What if it all went down? I am talking of course, about the apocalypse that preppers prepare for. What if the Russians dropped the big bomb, or there was some other disaster like a meteor hitting the earth? Lord knows there have been enough movies about it. Everybody has thought out their own worst case scenario… I think.
I just bought the Christmas turkey. They told us the price was going up and they were right. A turkey I bought for $3.50 a kilogram two weeks ago has jumped to $8.50 a kilogram at the same store. That’s more than double. Shortly thereafter, I strolled by a gaggle of Canadian geese, going about their usual business of hissing at passersby and befouling nature. They were goose-stepping free-range style, looking for bugs to eat, all plump and belligerent. It made me think twice about the forty three dollars I had just dropped on a turkey and wondered if this was a test from God to gauge my intelligence. I started to salivate unintentionally.

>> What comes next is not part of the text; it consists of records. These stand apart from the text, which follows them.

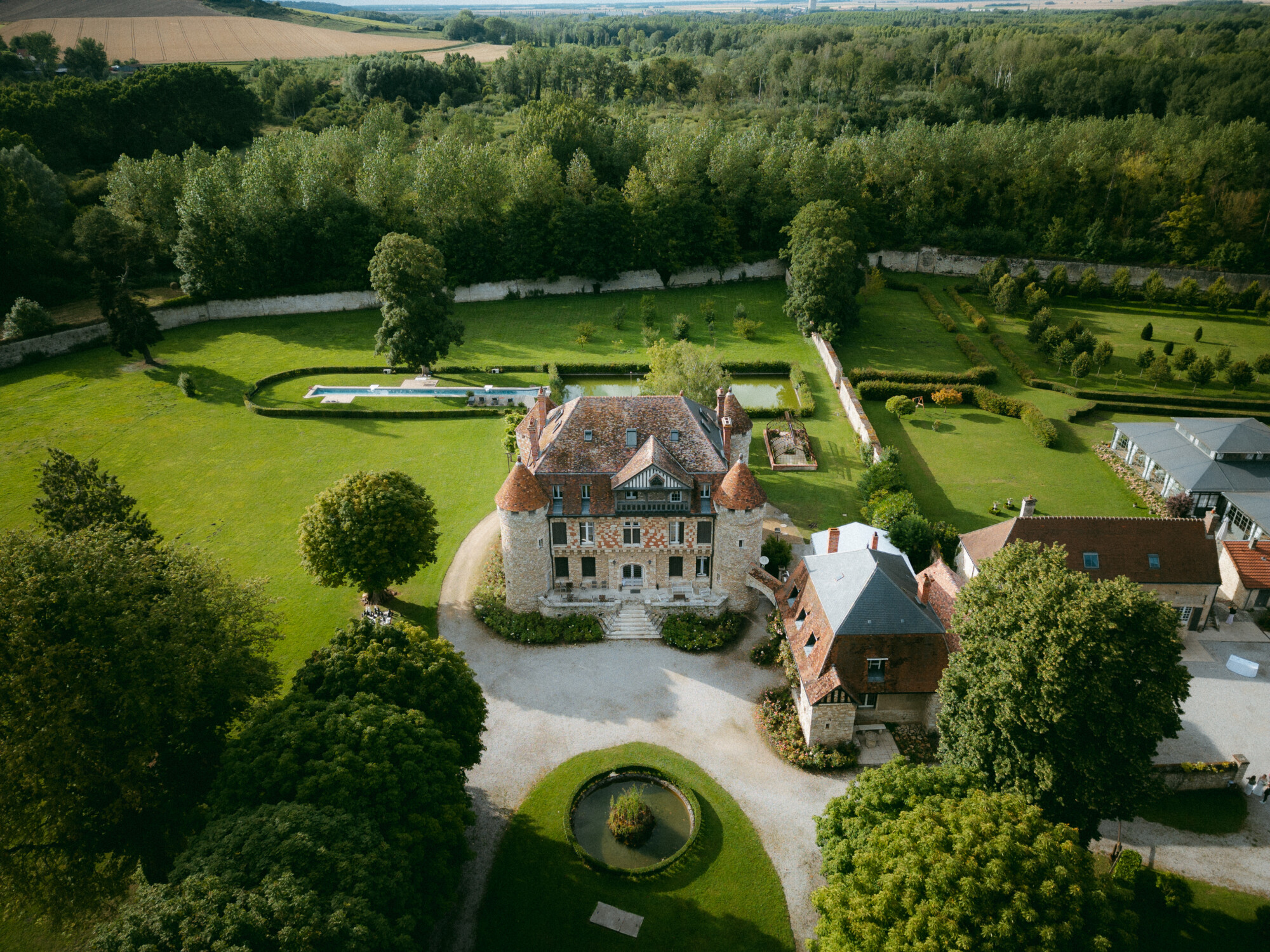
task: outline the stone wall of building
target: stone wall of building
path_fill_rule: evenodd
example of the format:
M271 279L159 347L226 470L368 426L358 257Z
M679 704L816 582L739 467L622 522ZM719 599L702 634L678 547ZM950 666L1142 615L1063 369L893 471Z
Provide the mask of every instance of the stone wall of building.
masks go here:
M507 607L513 612L538 611L538 595L551 589L551 546L547 543L546 508L530 513L498 510L503 546Z
M952 255L945 254L940 249L930 246L923 248L921 251L872 251L869 255L869 264L871 267L880 264L883 268L893 272L917 272L921 274L949 274L960 277L973 277L979 273L979 269L983 268L984 264L994 260L997 260L996 255ZM1010 273L1016 277L1022 274L1024 268L1027 267L1026 258L1008 258L1006 260L1010 261ZM1093 268L1093 270L1099 274L1099 281L1104 284L1110 284L1115 273L1124 267L1119 264L1095 264L1092 261L1069 261L1048 258L1038 258L1035 259L1035 263L1036 270L1040 272L1043 278L1049 277L1049 273L1054 270L1055 267L1062 264L1067 268L1067 279L1073 283L1080 281L1080 277L1085 273L1086 268ZM1260 282L1262 288L1270 284L1270 274L1236 274L1231 272L1209 272L1195 268L1139 268L1135 265L1129 267L1129 282L1134 287L1139 287L1142 282L1147 279L1147 275L1153 270L1160 272L1160 277L1168 287L1176 287L1177 283L1185 278L1194 278L1201 288L1206 288L1217 281L1218 274L1224 274L1227 284L1229 284L1234 291L1242 291L1253 281Z
M745 584L763 547L763 510L720 509L715 517L714 588L728 593L728 608L751 612L761 595Z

My mind wandered to a scenario from forty years ago when I had just picked up groceries at Kensington Market. On the way home, I passed by two old gentlemen on a park bench. They had a bag of popcorn to feed the birds. I watched as they threw out the popcorn. A flurry of white descended from the sky as if on cue, as the flock of pigeons devoured the free food. Then the unexpected happened. One of the old gentlemen brought out a long stick and popped one of the birds over the head. All the pigeons flew away. The man plucked up their dead comrade and threw him into a bulging gunny sack at his side. He looked at me and smiled. Then he threw out some popcorn and the flock of pigeons descended once more. Now I understood that human beings are naturally one step up on the food chain, from pigeons. I would never regard innocent-looking geriatrics the same way.
This scenario also made me think of a trip to Newfoundland during their cod moratorium when the fisheries were shut down and the province was in a slump. Still, people had to get by and the Newfies seemed to have figured it out. We discovered very quickly that regular Newfies are do-it-yourself taxi drivers, and unlike other parts of the world, they are gregarious and honest. The Newfie we came across brought us to a hotel which happened to be his home, and he was the landlord. I understood at that moment that whoever invented Newfie jokes had apparently been hoodwinked. The Newfie told me quite happily that he gets as much cod as he wants for the evening supper, forbidden or not. He went out and came back with supper flopping in the back of the boat. Apparently the Newfie was also a restaurant, as the fresh fish came at a price. The next morning he fed us fried moose and eggs. The moose were also free for the taking, hunters are allowed two a year and anyone who has driven in that province knows they need to be culled before they cull motorists. The Newfie also had a sixty acre wood lot out back, and pogey for half the year. He offered us a swig of his home-made Newfoundland screech, with a wink. This guy was living the life of Riley. and I concluded that in a Darwinian end-of-days, the Newfie would survive.
Les Stroud, otherwise known as survivor man, has famously invited himself to far away corners of the globe where he documented how he managed. For the survivalist, there’s a few basic considerations - what will you eat, how will you stay warm, and how will you be sheltered? The answer usually lies in front of your eyeballs, if you look around. His take on survival is indeed food for thought.
When we first moved to Oakville, we were trying to furnish a fixer-upper on one income. My wife was busy caring for two infants and I had started a new job at a design firm in town. The office was undergoing a renovation. The boss had just torn out an entire basement level of work surfaces, which sat in a dumpster on the side of the building waiting for takeaway. One colleague informed me that the work surfaces were 1 1/4 inch cherry. Yes, he said, the whole office was built by a farmer who harvested the cherry from his own wood lot. I went out and checked. Indeed the pile at the side of the building was premium solid hard wood.
That night a station wagon pulled up to the building in the dark and the work surfaces vanished. The boss quipped in the morning that he should have sold them for money. I smiled. The work surfaces became a large coffee table and end tables for my living room. As I fashioned the world anew, that dumpster dive saved me thousands I didn’t have. In sustainable language I believe this is called recycling.
So what if it all went down? Would I survive? I know how to set rabbit snares and we have way too many rabbits in Oakville. The coyote population could also stand to be culled. People fear being eaten by coyotes meanwhile I am looking at them and wondering if that would be better baked, boiled or fried. Roll the dice. I’m placing odds that if it all went down I would survive. I might even thrive - who knows? Some people can’t recognize a Christmas dinner when it’s walking around right in front of them.